Hamed Khorsand - BWS Financial Inc.

And then my -- other topic I want to talk on was the guidance. You provided a $240 million to $250 million range on revenue. I mean, if I just look at it from an annualized run rate basis, you should be doing somewhere around $275 million or so based on Q4. So how much customers are you trying to hack off the data business, and what kind of revenue loss are you expecting on the voice business?

G. Edward Evans

Well, it's really not the data business that is impacting it. It's the fact that the -- all of the changes around the large customer implementation were not felt in the fourth quarter. It took time throughout the fourth quarter for that to happen. By the end of the fourth quarter, we felt like we have a pretty good run rate at a go-forward look. And so, that's really what's driving it is that it took time for those minutes to come off of the network in the fourth quarter. And by the end of the fourth quarter, we had the real run rates to look at.

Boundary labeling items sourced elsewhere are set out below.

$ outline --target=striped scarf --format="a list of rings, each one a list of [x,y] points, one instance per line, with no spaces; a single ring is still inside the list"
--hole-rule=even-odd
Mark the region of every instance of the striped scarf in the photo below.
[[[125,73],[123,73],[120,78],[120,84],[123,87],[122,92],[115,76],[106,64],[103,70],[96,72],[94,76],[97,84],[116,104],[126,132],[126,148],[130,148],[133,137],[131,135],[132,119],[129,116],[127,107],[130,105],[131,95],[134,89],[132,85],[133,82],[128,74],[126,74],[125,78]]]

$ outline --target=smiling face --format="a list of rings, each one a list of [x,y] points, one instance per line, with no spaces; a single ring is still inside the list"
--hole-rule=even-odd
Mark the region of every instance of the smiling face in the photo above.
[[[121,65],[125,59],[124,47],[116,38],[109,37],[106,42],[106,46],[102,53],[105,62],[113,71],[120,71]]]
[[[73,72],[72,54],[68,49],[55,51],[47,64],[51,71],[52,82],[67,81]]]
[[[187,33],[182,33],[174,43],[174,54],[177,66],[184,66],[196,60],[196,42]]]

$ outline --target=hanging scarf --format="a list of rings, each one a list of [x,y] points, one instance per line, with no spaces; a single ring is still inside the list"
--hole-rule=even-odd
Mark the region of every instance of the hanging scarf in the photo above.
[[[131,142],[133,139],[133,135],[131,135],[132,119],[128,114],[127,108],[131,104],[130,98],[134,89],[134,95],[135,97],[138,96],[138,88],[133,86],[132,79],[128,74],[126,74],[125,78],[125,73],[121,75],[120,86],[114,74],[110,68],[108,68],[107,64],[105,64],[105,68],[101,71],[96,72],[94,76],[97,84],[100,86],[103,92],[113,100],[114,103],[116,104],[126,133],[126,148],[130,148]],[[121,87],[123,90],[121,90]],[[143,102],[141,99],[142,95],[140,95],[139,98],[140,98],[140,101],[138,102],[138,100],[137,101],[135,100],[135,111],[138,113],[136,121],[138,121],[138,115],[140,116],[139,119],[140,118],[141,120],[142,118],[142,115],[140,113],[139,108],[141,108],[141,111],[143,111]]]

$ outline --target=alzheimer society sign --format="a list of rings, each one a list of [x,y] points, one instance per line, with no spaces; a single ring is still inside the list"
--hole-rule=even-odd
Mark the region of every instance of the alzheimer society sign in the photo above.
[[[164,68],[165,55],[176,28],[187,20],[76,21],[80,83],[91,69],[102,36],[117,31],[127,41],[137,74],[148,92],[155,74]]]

Hamed Khorsand - BWS Financial Inc.

You're talking about upwards of $25 million in lost revenue for this 1 customer?

G. Edward Evans

That's correct.

Hamed Khorsand - BWS Financial Inc.

It didn't sound like that was how much you guys were talking about the loss when you first announced this, though.

G. Edward Evans

I don't know that we gave any guidance around that.

Operator

[Operator Instructions] It appears to be no further questions. Are there any further points you wish to raise?

G. Edward Evans

Not at all. Thank you very much for joining us. And we look forward to talking to you next quarter. Thank you.

Operator

This concludes the Inteliquent Fourth Quarter and Full Year 2012 Earnings Conference Call. Thank you for participating. You may now disconnect.